We arrived on a Sunday, families, ice cream and frolicking in the river margins. You really could be by the seaside. Because of this, we rather shied from the centre and went instead to the leafy almost rural retreat of the "Ladies of Llangollen". This is Plas Newydd, a special place and in a beautiful setting.

And of course, we just had to take a trip on the steam train along the Dee valley to Corwen. A little hazardous at times though, as the embers from the locomotive kept setting fire to the parched  trackside grasses.

Then the almost obligatory walk up the feeder, to the water source of the canal at Horseshoe falls. You do have to admire the ingenuity of our forefathers. On the way back, we stopped off for a little liquid refreshment at the revamped Chain Bridge Hotel. With the feeder stream one side, the river and steam railway on the other, this sits in an idyllic spot, the bridge itself, now refurbished and useable once more, linking all parts.

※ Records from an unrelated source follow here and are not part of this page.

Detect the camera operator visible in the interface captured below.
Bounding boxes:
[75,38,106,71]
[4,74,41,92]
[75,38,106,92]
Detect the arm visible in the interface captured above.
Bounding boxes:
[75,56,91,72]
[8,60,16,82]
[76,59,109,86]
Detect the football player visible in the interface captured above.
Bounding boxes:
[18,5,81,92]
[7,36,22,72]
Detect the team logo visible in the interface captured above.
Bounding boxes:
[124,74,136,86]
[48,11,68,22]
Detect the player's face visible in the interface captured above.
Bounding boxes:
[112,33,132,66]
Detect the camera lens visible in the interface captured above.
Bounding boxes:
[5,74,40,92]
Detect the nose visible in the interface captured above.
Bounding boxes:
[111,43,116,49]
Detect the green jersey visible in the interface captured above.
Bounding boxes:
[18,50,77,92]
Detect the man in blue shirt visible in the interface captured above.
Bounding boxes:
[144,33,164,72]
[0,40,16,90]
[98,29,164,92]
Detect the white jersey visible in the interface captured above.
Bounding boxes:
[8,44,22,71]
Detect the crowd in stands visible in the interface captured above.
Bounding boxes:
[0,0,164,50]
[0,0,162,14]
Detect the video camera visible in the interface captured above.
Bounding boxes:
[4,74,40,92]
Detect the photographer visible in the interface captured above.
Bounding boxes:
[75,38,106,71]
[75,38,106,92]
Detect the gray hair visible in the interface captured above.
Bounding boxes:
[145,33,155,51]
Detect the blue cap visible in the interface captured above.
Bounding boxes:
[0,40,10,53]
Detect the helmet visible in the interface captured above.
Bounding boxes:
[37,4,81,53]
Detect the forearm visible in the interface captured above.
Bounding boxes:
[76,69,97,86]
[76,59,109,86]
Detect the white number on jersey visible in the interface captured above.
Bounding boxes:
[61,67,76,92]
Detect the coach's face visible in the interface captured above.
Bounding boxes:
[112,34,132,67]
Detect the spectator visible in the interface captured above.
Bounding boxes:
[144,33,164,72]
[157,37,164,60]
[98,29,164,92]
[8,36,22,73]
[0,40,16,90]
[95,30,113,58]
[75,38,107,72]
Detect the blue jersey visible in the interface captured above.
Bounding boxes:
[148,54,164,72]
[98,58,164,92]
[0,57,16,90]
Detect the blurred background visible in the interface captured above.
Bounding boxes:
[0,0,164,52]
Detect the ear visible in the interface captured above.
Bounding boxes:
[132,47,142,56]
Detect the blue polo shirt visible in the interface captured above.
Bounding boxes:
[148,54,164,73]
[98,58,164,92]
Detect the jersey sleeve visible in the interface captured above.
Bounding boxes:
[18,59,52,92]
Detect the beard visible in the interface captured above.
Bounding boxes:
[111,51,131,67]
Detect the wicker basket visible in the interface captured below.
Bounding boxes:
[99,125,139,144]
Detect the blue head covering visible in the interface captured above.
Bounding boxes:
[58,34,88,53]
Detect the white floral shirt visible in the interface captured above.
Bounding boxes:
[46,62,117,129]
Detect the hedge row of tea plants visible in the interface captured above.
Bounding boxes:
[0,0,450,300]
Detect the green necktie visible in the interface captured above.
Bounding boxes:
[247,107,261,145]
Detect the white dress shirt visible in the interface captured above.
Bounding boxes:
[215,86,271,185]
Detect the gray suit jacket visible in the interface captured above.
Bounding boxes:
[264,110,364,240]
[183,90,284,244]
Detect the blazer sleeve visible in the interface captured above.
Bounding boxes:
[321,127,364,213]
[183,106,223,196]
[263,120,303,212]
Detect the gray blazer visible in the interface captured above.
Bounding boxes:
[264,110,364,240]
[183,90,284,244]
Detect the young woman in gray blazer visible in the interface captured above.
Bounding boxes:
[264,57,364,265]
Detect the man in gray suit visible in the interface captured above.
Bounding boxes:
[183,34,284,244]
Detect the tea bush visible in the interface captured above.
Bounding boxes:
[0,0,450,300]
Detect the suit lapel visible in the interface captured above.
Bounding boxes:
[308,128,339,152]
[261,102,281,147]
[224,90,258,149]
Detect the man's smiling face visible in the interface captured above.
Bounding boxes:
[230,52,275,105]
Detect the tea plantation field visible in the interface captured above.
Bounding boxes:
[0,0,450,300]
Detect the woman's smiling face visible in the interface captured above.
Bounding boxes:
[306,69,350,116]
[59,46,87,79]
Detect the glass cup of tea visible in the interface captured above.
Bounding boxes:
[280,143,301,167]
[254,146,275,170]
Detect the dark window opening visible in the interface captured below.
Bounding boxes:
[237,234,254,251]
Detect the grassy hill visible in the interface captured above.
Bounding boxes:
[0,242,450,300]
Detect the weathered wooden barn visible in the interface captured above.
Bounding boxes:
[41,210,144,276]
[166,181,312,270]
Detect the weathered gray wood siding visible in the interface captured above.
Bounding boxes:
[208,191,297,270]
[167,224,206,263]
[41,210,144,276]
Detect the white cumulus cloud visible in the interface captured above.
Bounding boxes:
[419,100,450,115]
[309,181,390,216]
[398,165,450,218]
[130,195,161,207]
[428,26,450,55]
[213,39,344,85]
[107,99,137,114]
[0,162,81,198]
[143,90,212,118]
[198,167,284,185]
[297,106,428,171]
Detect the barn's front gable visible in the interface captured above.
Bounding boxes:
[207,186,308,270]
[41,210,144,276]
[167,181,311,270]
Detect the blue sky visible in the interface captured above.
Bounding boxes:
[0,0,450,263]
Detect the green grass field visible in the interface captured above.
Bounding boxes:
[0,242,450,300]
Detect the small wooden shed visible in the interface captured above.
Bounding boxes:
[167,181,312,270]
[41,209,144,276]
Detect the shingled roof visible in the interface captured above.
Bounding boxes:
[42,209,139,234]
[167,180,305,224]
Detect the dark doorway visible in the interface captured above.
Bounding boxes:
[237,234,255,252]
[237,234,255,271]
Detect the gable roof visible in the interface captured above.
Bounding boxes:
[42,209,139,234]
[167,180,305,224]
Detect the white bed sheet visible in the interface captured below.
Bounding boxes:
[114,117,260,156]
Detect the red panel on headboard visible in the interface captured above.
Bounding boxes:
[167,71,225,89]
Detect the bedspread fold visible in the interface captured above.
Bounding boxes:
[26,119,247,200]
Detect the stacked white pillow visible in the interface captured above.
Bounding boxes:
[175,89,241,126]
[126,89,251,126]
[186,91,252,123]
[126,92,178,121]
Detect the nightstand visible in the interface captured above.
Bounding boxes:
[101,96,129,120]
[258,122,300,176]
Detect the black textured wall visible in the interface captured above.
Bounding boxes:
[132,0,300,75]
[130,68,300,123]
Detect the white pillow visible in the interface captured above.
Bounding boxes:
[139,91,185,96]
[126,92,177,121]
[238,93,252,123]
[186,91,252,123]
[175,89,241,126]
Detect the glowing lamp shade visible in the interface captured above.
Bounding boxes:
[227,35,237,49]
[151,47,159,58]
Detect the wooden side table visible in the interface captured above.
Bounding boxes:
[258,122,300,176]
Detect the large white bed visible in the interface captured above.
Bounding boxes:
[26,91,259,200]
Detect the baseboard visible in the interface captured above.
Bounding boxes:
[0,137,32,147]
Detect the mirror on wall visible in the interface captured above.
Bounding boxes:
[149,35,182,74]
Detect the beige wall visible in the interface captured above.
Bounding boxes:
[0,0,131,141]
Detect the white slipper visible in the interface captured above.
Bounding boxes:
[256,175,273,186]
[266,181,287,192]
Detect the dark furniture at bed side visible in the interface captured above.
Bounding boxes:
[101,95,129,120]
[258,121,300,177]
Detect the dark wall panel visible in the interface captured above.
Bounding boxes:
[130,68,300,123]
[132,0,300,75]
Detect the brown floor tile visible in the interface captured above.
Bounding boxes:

The town itself is also home to some fine foods. Whether you fancy a Welsh Oggie (We did!), or a decent pub meal, it can be found here. We opted to visit the Corn Mill, sitting pretty on the riverside and were not disappointed in the quality of the meal or service. But, if you like a scone and a bit of jam and cream, the Wharf is the place to go. Very reasonably priced and deliscious to boot!

Our waist measurements have suffered though!

You are only allowed 48 hours on the town moorings, but you can stay until 1700 on the final day. So we did! Then we set off out of town and towards the narrows. There were two hire boats ahead of us though. One a seasoned campaigner, but the lead boat bounced from bank to bank and was uber slow. To allow them and us a little less stress, Ali held me back, allowing a hire boat to come upstream. This gave us some distance and made the trip down to Trevor a lot more relaxed. By the time we reached the Ponty aqueduct, we were on our lonesome, apart from several kayakers coming across upstream. We were kind, held back allowing the last knackered pair to rest after crossing, before we made our leisurely passage across.

Strange, but with no other boats in sight, you would think this would make for an easy, leisurely cruise, going downstream across the aqueduct! Wrong... For some reason we both felt uneasy. The boat crabbed across and occasionally banged against the channel walls. By the time we had crossed and moored up beyond the lift bridge, we needed food and a bevvy or two.

So we walked back across the aqueduct, and re aqainted ourselves with the Telford PH. Funnily enough, the walk back was stress free!